Das rund 5-stündige Programm bietet etwas für jeden Geschmack. Die Tanzabteilung bietet mit Kinder-, Junioren- und Marschtanzgarde, Showballett, „Family and friends“ sowie Männerballett eine große Palette des karnevalistischen Tanzsports. Der Besucher darf schon jetzt gespannt sein auf die neuen Darbietungen der Gruppen.

Musikalisch unterhält der Musikzug der Freiwilligen Feuerwehr Osterspai, die Lahnsteiner "Lokalpatrioten" sowie MGM. Die Büttenreden beim Niederlahnsteiner Carneval Verein sind – und das schon seit Jahrzehnten – von besonderem Format.

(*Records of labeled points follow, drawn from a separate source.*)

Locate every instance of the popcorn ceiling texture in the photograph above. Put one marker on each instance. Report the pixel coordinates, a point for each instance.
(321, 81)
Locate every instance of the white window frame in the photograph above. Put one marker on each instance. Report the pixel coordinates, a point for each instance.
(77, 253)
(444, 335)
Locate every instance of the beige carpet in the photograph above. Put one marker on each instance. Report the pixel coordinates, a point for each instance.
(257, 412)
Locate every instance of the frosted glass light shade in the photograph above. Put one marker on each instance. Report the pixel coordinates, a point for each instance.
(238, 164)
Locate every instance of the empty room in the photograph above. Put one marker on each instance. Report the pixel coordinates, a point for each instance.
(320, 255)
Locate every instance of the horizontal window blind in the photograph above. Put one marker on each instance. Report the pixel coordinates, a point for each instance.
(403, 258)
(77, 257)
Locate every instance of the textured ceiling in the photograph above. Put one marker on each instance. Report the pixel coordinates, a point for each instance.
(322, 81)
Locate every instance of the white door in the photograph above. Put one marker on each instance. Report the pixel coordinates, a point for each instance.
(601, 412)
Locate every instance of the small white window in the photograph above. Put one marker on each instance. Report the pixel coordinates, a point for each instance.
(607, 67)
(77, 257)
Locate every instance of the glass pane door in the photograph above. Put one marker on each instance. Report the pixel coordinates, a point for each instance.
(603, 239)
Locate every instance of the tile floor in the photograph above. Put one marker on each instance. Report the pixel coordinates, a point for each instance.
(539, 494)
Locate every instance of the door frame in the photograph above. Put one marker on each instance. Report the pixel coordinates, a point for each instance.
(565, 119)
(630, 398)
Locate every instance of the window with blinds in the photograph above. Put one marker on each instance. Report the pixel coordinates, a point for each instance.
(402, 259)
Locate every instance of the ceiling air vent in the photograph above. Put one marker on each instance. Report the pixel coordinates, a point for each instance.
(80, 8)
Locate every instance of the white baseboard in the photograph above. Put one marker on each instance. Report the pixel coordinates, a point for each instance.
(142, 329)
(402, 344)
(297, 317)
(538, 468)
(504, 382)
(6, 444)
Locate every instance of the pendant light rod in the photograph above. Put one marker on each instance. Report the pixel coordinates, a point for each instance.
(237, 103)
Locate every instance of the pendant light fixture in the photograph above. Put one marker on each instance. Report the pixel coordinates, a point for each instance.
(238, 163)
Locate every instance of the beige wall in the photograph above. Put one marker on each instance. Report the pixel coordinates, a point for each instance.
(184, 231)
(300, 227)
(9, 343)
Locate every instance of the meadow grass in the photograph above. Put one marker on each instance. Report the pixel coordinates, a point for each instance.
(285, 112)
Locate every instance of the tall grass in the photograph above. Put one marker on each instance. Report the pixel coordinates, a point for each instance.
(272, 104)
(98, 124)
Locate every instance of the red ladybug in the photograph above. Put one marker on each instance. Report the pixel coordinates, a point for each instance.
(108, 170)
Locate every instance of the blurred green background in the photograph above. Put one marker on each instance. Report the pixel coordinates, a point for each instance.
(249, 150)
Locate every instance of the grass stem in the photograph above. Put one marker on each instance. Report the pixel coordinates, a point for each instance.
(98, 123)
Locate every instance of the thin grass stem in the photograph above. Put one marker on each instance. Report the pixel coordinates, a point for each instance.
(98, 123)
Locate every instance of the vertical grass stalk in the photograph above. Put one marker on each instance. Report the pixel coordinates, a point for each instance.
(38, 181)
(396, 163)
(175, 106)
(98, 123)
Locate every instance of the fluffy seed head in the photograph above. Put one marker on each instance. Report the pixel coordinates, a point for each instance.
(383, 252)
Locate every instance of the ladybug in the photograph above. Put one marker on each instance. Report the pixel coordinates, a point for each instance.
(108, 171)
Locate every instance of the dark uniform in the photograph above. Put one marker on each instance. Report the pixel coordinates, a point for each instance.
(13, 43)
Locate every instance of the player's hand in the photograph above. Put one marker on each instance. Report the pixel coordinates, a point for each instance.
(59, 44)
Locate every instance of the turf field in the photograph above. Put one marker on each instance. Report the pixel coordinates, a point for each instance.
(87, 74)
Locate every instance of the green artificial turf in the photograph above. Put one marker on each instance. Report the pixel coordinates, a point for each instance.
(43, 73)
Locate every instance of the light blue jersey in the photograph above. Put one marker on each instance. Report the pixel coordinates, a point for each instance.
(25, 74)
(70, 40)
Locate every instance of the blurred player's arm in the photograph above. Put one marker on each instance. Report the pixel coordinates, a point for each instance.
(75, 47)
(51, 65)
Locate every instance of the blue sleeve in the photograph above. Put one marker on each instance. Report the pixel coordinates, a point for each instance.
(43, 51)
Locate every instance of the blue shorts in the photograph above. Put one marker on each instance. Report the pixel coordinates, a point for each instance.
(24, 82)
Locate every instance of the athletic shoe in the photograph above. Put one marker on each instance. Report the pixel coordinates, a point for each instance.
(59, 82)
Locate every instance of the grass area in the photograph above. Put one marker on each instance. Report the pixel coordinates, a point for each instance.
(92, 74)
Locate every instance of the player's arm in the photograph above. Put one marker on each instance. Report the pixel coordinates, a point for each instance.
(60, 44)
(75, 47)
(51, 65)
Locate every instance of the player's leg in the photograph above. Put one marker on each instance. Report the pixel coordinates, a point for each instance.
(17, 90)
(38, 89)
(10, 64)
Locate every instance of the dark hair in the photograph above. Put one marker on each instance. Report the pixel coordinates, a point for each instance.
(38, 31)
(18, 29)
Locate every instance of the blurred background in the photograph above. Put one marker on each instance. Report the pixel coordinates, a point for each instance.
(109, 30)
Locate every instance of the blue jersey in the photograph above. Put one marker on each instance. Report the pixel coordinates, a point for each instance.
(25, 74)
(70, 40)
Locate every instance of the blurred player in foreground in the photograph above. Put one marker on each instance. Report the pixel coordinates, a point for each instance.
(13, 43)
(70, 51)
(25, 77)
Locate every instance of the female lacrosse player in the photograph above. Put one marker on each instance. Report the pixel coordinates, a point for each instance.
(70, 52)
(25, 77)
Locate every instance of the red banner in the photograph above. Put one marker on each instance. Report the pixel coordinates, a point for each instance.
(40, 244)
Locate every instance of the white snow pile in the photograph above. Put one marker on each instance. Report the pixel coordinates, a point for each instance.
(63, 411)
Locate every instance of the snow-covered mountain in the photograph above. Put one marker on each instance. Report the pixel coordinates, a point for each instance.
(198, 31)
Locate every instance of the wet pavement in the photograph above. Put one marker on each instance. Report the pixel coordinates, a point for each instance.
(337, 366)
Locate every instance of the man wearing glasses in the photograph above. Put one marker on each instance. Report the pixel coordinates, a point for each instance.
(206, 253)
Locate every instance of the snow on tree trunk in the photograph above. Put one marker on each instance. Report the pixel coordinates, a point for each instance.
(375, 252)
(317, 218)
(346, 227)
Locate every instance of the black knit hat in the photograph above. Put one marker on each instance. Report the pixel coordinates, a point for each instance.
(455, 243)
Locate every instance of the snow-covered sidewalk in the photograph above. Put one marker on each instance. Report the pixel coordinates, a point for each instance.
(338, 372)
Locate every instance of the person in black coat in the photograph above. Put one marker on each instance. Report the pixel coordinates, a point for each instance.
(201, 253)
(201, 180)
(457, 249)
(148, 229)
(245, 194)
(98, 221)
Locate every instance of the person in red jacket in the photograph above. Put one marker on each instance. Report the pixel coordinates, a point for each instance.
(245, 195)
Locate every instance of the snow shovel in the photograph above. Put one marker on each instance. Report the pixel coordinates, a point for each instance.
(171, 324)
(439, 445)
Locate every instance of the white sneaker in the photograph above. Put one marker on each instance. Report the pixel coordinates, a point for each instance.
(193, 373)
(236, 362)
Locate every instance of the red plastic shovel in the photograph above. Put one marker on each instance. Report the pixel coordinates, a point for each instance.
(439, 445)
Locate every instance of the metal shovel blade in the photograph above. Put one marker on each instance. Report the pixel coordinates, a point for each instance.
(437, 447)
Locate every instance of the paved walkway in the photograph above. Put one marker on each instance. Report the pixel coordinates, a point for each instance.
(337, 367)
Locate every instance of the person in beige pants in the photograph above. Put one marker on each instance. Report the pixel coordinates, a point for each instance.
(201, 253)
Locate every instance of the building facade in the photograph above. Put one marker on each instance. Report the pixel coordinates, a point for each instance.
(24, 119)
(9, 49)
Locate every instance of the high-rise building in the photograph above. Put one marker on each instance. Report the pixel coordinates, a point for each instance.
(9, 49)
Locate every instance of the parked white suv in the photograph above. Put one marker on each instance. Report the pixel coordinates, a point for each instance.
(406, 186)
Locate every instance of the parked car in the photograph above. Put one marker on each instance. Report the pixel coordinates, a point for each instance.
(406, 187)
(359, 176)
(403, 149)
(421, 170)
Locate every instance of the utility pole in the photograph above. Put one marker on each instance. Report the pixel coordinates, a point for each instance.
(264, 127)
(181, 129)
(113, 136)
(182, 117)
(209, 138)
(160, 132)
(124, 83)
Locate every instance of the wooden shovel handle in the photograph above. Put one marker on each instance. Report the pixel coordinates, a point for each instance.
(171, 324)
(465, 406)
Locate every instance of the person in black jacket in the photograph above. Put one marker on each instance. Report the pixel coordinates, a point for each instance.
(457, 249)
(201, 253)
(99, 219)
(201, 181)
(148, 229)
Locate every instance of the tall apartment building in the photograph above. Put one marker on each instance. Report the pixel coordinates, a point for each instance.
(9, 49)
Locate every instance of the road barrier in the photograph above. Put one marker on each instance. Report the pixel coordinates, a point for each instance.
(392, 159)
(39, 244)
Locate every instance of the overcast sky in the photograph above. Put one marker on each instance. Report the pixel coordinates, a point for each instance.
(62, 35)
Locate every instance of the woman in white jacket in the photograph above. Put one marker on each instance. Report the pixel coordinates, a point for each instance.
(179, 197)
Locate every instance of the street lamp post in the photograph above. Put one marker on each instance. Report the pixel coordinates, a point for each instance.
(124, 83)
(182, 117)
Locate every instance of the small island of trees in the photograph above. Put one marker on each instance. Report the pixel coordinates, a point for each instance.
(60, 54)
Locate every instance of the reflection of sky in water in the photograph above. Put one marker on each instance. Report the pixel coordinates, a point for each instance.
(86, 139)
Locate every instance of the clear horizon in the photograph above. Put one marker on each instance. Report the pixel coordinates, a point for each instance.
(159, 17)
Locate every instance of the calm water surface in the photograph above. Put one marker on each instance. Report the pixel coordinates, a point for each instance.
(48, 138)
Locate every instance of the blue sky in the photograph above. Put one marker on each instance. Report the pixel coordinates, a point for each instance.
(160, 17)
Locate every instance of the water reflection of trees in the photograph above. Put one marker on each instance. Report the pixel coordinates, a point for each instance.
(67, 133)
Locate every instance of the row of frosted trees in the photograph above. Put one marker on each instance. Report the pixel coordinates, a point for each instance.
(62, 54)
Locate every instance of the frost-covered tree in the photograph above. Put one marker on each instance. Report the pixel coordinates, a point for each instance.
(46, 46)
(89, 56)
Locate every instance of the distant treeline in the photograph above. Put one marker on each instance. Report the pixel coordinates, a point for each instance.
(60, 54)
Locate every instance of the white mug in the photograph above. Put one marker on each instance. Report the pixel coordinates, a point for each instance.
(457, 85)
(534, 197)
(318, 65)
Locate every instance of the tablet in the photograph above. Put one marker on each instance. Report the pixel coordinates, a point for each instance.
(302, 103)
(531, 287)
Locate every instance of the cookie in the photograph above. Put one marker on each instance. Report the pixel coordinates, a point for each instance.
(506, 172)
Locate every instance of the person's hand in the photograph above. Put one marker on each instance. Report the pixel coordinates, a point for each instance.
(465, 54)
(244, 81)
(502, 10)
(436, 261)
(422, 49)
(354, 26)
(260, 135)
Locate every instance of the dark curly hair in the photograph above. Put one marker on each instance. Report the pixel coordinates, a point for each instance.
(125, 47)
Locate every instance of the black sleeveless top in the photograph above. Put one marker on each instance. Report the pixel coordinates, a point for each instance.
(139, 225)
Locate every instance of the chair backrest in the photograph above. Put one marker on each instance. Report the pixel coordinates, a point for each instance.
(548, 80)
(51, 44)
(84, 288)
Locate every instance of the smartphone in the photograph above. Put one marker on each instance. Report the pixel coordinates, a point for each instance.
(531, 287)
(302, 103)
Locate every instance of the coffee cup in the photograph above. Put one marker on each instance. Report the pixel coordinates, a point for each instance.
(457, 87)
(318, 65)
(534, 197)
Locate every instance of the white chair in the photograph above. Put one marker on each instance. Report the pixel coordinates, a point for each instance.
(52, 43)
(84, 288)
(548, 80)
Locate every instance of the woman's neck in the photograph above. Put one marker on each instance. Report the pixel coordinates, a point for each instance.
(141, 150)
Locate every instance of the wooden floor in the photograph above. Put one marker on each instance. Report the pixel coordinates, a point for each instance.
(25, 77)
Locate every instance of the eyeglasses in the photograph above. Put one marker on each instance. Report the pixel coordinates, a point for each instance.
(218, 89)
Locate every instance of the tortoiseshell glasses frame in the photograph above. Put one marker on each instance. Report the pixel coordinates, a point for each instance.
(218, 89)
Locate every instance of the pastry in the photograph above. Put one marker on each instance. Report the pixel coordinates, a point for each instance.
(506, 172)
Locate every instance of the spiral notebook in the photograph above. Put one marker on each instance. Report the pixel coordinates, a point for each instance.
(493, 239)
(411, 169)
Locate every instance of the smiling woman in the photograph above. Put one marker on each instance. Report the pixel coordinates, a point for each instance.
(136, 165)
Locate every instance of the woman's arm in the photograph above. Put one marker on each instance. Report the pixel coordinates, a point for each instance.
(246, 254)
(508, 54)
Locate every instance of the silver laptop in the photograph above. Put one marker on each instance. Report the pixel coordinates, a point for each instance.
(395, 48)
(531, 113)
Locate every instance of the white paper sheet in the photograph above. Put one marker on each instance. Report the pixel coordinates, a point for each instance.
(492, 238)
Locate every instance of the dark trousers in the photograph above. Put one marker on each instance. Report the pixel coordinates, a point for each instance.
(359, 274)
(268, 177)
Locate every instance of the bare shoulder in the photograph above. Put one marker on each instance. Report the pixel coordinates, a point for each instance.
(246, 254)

In die Bütt steigen u.a. Debora Buch, Dr. Michael Buch und Florian Thiel, Dr. Dirk Förger, Klaus Bollinger, Beate Best-Michel, das „Synchronschwenkfähnchenschwenkerduo“ Robert Maxeiner und Michael Sturmes sowie Präsident Günter Groß. Klamauk bieten die „Chaoten“ mit Michael Kost und Uwe Unkelbach. Der Besuch der Lahnsteiner Tollitäten sowie befreundeter Vereine wird ebenfalls erwartet.